70 N.Y. 299 | NY | 1877
The complaint alleges that the plaintiff, when the alleged trespass was committed, was the owner and in possession of the premises upon which the alleged unlawful entry by the defendant was made.
The defendant in his answer justifies the entry on the ground that he had an open right of way over the premises, and entered to remove an obstruction unlawfully placed therein. The plea of justification assumes that the plaintiff has a cause of action, except for the matter specially pleaded. But, aside from this, the language in the answer setting up the justification, by fair construction, admits that the plaintiff owned and was possessed of the locus in quo.
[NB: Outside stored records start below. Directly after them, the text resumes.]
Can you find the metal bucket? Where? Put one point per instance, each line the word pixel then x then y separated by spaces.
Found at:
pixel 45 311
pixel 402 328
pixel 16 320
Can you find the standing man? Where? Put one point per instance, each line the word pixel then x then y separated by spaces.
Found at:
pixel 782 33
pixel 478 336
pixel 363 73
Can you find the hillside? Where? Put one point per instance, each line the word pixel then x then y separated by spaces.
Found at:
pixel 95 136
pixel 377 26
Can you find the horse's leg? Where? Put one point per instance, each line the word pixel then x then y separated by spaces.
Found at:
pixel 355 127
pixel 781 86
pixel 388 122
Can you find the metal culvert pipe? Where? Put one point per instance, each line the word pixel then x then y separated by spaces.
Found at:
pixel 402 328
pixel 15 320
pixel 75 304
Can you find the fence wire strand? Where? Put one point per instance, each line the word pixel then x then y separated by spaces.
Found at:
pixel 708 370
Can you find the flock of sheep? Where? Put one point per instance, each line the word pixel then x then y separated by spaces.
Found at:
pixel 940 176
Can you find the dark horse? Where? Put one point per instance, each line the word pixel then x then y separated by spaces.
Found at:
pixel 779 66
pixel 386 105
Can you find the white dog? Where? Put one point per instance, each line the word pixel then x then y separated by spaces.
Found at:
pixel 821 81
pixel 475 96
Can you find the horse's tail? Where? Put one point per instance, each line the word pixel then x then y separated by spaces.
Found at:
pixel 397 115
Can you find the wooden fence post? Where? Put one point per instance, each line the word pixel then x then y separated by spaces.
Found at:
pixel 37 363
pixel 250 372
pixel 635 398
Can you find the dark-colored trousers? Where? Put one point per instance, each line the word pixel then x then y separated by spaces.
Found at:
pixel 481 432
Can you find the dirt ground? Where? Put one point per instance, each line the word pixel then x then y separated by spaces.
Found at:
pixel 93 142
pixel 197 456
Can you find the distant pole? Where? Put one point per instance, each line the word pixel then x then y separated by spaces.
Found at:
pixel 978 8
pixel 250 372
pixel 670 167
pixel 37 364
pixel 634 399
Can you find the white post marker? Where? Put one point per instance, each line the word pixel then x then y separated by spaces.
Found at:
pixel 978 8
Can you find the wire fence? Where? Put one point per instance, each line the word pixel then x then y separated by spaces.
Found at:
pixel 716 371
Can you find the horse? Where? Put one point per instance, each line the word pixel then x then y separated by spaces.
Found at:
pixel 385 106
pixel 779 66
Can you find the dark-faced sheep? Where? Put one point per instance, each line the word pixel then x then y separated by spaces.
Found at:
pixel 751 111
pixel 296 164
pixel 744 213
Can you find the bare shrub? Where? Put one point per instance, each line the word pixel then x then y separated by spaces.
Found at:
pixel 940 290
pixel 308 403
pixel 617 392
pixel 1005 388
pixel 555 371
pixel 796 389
The answer alleges that the defendant was the owner of the lands lying next "northerly of the lands of the plaintiff, which are mentioned and described in the complaint;" that he has an open right of way across "the said lands of the plaintiff," granted by a former owner; that the plaintiff or some one in possession of the land within five years last past wrongfully put a gate across the way; that the defendant "requested the plaintiff to remove such gate and to discontinue the same, and he promised to do so, but wrongfully continued the same;" and that thereupon he entered and removed the gate, etc. The answer is in substance, "true; I entered your (plaintiff's) premises, but I did so to remove *302 an obstruction maintained by you in a way from my lands across your lands, as I had a lawful right to do." The court was, we think, justified in treating the ownership and possession of thelocus in quo in the plaintiff, as admitted by the pleadings. The concluding clause in the answer which denies the complaint, "except as hereinbefore answered," is not a denial of the plaintiff's title alleged in the complaint, as that is answered and admitted by what precedes it.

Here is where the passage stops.